Globalization and Global Inequality

This chapter introduces you to the concepts of globalization and global inequality, the theories used to explain globalization and global inequality and the ways politicians, social scientists, and activists have sought to eliminate the global inequality generated by globalization. Globalization is defined as a process of increasing interconnectedness of people, products, ideas, and places across the planet. The increased physical or material connections make people feel closer and disseminate ideas further across the planet than ever before.

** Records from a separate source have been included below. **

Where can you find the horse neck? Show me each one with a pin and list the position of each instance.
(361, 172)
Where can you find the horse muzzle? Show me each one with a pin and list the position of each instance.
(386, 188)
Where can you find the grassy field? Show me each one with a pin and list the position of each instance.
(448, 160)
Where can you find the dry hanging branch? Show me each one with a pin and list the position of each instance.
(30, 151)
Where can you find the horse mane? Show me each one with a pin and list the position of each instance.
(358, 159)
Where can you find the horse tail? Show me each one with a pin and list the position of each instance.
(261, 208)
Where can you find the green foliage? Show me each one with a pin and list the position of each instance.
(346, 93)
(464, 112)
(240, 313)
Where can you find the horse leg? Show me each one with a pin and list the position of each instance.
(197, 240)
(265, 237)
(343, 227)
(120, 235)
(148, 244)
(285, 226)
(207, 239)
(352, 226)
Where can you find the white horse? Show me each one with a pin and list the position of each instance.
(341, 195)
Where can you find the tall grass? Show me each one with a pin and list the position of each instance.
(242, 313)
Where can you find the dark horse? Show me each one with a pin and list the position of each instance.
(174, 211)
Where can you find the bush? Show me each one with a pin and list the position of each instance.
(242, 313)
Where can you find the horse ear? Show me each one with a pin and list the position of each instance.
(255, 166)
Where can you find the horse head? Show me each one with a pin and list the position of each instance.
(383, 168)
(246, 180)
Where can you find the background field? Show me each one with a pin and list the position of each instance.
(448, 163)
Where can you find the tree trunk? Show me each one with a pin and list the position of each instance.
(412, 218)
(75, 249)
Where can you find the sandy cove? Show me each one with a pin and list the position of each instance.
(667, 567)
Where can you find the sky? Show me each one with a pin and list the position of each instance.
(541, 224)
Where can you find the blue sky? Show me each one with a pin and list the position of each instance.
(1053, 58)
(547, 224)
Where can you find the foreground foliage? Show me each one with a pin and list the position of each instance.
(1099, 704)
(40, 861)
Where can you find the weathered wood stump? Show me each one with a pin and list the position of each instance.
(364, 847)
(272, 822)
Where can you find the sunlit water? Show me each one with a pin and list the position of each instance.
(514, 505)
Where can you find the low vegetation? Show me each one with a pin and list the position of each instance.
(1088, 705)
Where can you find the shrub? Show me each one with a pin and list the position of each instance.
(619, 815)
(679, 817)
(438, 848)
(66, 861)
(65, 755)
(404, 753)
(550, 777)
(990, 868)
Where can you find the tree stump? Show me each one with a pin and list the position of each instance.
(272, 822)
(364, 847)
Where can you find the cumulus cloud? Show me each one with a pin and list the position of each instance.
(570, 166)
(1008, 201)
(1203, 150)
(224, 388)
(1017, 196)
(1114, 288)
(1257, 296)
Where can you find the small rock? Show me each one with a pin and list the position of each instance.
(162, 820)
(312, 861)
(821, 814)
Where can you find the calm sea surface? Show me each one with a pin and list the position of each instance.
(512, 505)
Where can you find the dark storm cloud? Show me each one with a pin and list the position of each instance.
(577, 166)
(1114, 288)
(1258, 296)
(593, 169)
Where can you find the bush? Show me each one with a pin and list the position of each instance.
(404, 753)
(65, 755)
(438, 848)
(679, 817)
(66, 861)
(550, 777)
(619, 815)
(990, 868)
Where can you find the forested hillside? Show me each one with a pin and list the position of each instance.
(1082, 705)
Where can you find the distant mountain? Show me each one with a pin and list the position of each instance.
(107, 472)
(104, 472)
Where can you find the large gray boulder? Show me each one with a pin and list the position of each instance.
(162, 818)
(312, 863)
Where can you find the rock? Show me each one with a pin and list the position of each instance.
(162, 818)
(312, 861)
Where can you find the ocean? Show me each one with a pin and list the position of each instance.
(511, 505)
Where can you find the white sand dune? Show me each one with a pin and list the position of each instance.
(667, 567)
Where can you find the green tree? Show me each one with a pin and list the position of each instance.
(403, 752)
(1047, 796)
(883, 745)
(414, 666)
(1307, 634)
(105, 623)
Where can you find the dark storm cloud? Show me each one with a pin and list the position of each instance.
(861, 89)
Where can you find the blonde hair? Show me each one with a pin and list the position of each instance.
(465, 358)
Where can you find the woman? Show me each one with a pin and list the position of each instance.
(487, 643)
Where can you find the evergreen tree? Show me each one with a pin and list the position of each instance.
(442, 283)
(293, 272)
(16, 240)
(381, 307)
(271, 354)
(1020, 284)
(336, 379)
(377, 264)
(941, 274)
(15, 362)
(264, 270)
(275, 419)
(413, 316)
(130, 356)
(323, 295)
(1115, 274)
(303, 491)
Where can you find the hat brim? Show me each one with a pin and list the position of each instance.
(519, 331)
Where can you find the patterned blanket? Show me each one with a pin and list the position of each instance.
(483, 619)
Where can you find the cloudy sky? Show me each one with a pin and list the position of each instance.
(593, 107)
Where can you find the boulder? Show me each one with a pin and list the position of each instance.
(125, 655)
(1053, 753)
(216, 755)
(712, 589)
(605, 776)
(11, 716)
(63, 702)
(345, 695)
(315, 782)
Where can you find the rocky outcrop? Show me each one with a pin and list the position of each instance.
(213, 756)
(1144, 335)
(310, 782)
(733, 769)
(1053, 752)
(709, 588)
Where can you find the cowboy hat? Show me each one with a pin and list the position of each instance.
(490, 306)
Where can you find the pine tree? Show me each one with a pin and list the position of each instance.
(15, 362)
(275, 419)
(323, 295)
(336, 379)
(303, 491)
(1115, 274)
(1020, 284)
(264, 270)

This chapter introduces you to the three major theories used to explain globalization and global inequality: modernization, world systems, and world society. Modernization theory explains globalization and global inequality as a result of changes in a society’s internal features as they evolve through a set of stages taking them from traditional to modern due to industrialization and agriculture based on cash crops. World systems theory is influenced by Marxist principles and developed as a critique of modernization theory. It explains how the world is built on a transnational division of labour divided into core, periphery, and semi-periphery nations. Inequality exists because core nations are economically dominant as they exhibit high degrees of industrialization and economic diversification and exploit the periphery and semi-periphery nations, their workers and their resources. World society theory looks to explain globalization and global inequality as the consequences of emerging global institutions and a world culture since World War II.

Finally, this chapter introduces you to a measurement of global inequality, the Gini index, and solutions developed to address it, including development assistance, debt relief and micro-financing.